In 2009, as members of Congress considered revenue-raising proposals to pay for health care reform, they eventually looked at an idea from Citizens for Tax Justice to reform the Medicare tax. We proposed that the Medicare tax, which was a flat-rate tax on wages, should have a higher rate for higher-income workers and that Congress create a matching Medicare tax applying to investment income (excluding retirement income) for people above a certain income threshold.

We assumed that if our proposal was adopted, then what was called the “John Edward Loophole” (and later called the “Newt Gingrich Loophole”) would be closed. Essentially all income over a certain threshold (not counting retirement income) would be subject to the Medicare tax one way or the other. Most of the disputes between the IRS and S corporation owners over how much of their income constitutes compensation would become unnecessary.

But Congress had other ideas. Although the health care law as enacted did include most of our proposal, an exception was made for “active income” of S corporations that the owners do not characterize as compensation for work.

This has created a strange situation in which wages and salary are subject to the Medicare tax and even most investment income (capital gains, dividends, interest, royalties, rents, to the extent they make up a taxpayer’s income in excess of $250,000 for married couples and $200,000 for singles) is, effectively, subject to the same tax. But “active income” that can be characterized as not wages and salary still escapes the tax, and thus taxpayers like McAlary still have an incentive to mischaracterize this income.

The most obvious and simplest solution would be for Congress to simply apply the Medicare tax to all “active income” of S corporations.

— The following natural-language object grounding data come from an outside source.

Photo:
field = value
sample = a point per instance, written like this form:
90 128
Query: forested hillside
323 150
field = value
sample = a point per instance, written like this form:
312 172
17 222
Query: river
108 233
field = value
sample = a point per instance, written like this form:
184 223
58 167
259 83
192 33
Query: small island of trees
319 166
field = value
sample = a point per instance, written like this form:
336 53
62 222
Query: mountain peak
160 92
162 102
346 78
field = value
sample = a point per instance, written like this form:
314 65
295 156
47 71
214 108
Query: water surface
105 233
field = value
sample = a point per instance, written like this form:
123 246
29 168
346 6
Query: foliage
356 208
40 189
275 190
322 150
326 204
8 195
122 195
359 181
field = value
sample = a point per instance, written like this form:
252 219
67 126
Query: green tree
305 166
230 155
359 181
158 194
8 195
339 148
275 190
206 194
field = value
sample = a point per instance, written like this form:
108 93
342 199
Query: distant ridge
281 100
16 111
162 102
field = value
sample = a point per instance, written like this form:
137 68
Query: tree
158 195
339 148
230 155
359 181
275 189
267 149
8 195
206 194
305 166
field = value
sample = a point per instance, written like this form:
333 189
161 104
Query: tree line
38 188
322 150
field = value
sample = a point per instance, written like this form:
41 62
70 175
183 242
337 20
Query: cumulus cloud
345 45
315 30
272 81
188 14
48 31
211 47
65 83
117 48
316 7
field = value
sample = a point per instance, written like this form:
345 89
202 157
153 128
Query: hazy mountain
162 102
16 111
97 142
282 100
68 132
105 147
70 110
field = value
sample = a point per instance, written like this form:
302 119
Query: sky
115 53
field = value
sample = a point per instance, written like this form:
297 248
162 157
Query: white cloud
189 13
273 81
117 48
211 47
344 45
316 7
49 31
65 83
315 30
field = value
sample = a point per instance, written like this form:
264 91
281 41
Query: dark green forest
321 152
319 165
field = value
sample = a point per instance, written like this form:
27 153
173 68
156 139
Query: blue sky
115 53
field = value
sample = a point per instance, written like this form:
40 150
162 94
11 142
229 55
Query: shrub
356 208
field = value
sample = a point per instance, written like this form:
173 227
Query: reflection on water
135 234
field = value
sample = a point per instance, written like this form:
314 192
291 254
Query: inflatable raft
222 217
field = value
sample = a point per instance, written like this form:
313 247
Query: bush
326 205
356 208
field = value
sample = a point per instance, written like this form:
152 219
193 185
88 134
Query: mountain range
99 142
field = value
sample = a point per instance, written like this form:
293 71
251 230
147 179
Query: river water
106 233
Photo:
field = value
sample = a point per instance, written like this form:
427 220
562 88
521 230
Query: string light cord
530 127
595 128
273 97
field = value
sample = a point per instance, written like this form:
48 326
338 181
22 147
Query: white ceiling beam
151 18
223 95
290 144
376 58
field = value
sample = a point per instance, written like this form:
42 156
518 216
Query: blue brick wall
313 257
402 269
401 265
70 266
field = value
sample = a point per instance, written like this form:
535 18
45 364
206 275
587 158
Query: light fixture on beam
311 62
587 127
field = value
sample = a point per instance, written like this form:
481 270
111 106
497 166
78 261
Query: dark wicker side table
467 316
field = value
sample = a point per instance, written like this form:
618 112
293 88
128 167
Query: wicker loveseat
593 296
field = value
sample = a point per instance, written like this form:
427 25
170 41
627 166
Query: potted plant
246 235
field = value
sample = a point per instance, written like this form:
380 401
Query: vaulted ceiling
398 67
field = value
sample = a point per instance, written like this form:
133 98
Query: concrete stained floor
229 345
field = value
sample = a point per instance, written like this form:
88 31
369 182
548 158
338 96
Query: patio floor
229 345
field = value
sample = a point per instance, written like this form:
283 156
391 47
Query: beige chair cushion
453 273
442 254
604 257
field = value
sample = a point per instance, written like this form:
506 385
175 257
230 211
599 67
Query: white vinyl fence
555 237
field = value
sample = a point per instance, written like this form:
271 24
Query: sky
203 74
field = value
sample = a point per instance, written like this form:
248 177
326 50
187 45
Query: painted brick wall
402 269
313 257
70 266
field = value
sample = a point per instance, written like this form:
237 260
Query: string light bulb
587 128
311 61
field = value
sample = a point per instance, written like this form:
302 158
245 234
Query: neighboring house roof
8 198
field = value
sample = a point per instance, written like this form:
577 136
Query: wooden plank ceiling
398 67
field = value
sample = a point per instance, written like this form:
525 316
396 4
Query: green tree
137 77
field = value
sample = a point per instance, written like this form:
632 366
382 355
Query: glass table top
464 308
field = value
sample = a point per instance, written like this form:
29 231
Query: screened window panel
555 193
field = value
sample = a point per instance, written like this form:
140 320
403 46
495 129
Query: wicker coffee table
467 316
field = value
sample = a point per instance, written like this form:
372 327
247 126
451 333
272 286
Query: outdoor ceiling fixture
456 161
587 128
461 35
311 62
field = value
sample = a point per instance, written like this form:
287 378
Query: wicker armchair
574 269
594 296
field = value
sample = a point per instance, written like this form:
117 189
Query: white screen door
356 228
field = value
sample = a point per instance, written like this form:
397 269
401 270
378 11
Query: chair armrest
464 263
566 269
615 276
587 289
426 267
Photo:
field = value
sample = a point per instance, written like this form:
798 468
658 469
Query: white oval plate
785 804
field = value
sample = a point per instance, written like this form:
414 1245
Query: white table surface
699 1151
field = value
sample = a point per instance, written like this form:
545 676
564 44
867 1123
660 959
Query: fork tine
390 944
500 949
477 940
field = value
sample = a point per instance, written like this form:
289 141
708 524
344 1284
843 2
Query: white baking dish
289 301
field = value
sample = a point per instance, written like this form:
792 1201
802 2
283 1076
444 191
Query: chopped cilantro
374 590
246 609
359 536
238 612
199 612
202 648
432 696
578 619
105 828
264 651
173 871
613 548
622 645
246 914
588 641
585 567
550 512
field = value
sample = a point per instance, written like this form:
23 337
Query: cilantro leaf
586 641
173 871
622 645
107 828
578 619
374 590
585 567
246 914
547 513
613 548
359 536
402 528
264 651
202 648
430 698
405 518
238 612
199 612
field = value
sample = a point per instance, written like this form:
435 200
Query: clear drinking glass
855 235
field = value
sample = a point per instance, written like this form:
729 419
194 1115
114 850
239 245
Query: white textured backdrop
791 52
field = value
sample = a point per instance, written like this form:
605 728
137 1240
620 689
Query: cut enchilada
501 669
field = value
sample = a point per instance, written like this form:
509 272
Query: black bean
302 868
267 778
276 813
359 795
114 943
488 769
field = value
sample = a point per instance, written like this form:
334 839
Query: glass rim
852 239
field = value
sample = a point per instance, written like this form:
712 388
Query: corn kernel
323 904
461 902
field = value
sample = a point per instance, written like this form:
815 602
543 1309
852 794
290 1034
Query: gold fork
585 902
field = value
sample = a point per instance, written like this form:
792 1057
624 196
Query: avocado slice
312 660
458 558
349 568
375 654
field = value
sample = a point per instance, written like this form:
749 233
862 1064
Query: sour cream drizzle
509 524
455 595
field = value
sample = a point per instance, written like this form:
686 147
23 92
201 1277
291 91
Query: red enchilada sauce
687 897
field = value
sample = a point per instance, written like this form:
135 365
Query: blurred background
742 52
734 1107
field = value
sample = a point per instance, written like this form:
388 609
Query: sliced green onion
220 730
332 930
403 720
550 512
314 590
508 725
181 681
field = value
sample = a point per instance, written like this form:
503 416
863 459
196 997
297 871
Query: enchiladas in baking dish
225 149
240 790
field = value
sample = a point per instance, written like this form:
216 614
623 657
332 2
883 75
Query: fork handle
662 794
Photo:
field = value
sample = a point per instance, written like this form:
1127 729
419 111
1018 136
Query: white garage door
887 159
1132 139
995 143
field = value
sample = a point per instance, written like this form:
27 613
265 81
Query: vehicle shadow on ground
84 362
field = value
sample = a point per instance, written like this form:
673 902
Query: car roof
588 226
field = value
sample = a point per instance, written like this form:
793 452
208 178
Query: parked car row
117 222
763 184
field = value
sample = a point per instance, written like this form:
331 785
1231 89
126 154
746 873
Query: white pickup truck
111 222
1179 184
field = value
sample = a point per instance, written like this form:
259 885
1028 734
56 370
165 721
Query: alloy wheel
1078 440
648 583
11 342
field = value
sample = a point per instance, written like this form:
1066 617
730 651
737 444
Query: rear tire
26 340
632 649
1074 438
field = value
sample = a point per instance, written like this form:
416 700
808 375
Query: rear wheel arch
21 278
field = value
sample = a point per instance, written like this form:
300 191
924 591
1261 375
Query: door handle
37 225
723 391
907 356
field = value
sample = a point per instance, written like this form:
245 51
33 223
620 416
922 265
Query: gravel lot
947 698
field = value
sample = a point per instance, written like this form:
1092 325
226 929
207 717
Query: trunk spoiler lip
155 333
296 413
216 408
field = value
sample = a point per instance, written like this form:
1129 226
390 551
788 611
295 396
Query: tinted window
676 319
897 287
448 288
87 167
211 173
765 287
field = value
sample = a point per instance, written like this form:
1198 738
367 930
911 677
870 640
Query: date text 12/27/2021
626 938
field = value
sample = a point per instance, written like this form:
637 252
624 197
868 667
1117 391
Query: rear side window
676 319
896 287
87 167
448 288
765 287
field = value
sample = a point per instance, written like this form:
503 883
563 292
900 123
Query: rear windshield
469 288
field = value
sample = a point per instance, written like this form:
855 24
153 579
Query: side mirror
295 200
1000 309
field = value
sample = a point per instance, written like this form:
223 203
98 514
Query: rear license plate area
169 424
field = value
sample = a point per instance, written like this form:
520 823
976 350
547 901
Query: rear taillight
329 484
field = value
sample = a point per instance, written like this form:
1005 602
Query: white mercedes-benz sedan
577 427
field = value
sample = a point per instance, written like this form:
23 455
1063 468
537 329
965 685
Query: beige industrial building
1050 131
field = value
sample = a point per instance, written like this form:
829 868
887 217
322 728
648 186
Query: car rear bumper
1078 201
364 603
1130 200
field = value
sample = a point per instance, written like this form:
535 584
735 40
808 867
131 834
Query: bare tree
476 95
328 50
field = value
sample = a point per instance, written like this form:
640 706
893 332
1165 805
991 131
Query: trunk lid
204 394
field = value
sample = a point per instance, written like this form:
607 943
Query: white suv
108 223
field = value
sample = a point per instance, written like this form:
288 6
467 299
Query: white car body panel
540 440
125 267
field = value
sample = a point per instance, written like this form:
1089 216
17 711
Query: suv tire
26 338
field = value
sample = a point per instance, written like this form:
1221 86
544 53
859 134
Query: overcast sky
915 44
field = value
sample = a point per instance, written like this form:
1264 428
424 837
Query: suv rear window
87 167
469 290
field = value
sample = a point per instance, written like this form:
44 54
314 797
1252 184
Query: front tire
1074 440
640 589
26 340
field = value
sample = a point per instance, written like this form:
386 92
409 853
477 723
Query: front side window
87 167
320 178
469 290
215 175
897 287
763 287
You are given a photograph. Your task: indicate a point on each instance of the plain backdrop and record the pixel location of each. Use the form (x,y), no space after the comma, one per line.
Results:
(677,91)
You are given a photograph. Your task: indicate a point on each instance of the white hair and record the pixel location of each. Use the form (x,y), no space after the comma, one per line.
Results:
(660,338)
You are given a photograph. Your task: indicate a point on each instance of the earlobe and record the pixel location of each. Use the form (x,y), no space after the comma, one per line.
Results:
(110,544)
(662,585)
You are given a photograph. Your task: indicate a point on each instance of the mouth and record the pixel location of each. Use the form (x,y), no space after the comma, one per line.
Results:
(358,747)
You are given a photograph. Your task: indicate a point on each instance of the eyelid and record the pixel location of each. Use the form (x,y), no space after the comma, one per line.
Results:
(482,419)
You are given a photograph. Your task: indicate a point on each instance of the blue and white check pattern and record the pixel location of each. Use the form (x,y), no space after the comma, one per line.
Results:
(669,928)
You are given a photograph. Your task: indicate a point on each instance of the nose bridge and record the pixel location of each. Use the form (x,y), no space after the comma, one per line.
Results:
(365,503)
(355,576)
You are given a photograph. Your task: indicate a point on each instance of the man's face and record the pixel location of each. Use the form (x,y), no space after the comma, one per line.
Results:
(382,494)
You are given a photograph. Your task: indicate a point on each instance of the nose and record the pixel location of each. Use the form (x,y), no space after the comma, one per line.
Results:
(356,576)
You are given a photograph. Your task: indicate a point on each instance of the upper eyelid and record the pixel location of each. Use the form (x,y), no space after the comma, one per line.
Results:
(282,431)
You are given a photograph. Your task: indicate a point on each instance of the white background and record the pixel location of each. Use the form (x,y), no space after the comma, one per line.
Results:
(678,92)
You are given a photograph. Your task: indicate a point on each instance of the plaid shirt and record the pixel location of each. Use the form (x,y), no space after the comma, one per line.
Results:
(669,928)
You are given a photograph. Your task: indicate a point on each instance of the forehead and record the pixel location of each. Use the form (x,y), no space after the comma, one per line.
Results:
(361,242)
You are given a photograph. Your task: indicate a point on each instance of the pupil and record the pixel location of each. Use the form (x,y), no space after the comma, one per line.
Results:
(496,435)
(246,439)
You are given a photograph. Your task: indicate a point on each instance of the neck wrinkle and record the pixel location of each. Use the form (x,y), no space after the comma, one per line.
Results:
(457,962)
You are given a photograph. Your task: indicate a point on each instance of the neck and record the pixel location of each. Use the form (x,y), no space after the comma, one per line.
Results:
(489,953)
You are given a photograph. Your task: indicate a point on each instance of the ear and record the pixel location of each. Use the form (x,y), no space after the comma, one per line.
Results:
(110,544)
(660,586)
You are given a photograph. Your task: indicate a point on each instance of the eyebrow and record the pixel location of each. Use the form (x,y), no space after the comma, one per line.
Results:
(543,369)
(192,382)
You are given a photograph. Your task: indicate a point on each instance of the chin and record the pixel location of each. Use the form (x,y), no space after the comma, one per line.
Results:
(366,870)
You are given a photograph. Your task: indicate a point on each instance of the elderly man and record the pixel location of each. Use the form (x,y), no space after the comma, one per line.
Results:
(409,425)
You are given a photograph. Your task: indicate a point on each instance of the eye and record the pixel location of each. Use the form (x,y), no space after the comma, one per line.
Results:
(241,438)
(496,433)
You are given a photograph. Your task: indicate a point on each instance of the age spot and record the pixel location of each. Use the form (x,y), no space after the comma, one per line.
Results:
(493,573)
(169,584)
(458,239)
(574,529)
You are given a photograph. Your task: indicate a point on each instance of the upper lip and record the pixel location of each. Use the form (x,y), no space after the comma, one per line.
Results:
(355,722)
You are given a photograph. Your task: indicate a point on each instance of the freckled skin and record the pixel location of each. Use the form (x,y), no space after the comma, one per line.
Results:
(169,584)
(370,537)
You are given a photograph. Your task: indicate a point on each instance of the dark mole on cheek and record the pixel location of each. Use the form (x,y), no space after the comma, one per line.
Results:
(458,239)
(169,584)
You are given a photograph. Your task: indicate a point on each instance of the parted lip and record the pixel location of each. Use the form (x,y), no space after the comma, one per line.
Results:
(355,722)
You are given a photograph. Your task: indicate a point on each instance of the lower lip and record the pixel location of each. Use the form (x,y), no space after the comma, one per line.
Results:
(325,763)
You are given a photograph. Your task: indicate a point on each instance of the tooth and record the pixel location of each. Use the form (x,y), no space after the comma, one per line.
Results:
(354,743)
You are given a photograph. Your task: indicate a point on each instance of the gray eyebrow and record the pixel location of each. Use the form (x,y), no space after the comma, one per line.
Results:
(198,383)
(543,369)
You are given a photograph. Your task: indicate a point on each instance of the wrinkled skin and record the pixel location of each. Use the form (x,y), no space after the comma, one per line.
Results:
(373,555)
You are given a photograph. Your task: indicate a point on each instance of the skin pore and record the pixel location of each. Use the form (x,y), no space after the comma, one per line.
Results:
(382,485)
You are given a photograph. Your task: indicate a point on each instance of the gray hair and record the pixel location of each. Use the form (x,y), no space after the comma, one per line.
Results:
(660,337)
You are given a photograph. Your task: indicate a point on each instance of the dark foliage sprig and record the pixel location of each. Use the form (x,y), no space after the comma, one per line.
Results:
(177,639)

Some lawmakers have proposed a more limited solution that is overly complicated but which would at least solve part of the problem. Such legislation was first introduced as part of a tax “extenders” bill in 2010 (in order to offset some of the cost of those tax breaks) and a version has been introduced this year by Congressman Charlie Rangel. This legislation would address situations in which an S corporation provides a service and generates most of its profits based on the reputation or skills of three or fewer people. If this rule had been in place, Edwards and Gingrich probably would not have been able to avoid their Medicare taxes. But it might have left the courts to deal with cases like McAlary’s (because his business arguably relied on the skills and reputation of more than three people).